The brouhaha regarding Poland’s new law is somewhat misunderstood. Poland’s defenders explain that it is all a matter of semantics; what are referred to as the “Polish death camps” were really Nazi German/Nazi camps. The correction is fair enough. But correcting this phrase leads so many Polish defenders to air-brush the complicity of Polish anti-Semites in aiding the Nazis in their quest to eliminate all Jews from this earth.
Oh’ yes, course there were exceptions; there were noble people who, at a great risk to their own lives, hid and helped Jews to survive. But the majority of Polish people did not. And the word ‘Żyd’-‘Jew’ in the Polish language, was a diatribe and a curse.
My late mother, born in Poland, used to tell how the neighbors called her ‘Żyd.’
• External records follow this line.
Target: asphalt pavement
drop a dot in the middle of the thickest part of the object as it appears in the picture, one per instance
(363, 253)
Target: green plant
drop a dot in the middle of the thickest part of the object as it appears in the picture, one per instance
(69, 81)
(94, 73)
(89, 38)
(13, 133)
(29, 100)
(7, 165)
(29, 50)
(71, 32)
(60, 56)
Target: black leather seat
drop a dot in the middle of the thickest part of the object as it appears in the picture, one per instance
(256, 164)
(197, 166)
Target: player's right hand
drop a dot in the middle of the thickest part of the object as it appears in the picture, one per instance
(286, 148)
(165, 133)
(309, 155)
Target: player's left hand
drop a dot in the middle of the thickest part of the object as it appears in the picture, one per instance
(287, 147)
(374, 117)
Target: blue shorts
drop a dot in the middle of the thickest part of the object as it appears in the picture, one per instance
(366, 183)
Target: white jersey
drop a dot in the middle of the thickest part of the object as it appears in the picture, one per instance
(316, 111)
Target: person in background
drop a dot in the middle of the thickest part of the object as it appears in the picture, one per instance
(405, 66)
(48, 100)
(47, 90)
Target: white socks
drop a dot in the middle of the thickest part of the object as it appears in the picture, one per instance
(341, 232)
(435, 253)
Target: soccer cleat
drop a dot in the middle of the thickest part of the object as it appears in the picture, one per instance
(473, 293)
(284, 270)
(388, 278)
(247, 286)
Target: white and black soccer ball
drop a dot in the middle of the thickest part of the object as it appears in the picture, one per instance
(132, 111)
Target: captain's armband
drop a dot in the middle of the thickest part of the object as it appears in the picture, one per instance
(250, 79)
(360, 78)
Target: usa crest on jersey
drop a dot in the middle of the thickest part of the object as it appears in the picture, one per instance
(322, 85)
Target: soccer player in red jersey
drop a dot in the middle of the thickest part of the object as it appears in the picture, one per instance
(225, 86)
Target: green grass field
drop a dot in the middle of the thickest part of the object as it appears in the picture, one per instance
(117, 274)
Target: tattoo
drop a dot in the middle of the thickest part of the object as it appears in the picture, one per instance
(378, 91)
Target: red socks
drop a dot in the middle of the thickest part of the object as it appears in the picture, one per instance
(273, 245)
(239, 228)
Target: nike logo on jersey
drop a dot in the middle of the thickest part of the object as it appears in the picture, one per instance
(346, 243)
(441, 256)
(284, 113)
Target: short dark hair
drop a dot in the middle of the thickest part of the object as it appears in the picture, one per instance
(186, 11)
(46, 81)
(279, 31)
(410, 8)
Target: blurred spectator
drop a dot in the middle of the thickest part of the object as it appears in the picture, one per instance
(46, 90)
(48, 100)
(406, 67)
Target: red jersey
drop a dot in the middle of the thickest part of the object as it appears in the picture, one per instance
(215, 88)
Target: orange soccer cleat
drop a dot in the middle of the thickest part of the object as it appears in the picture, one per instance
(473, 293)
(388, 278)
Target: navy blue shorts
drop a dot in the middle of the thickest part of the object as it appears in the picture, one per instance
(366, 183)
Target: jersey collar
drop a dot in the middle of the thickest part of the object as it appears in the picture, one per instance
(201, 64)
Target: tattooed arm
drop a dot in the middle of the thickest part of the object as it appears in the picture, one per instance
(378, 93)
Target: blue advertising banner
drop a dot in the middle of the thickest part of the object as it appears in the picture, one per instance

My late and feisty father, born in Warsaw, could not tolerate when a non-Jew was after the ‘Żyd’. When my father heard that the non-Żyds are pestering a Żyd, he would gather all his friends – mostly non-Żyd – and bike to teach the ‘non-Żyd’ a lesson in what we call today human rights and tolerance of the other! That band of young men were what we call today ‘the neighborhood watchmen.’
My parents were Polish Jews and at a young age I spoke some Polish and understood much more. However, I prefer to focus on present antisemitism hounding the Jews throughout Europe, USA campuses and throughout the entire Arab world and many of the Moslem countries. But to call the Polish history of brutal anti-Semitism “revisionist history, plagiarism and slander” is simply outrageous.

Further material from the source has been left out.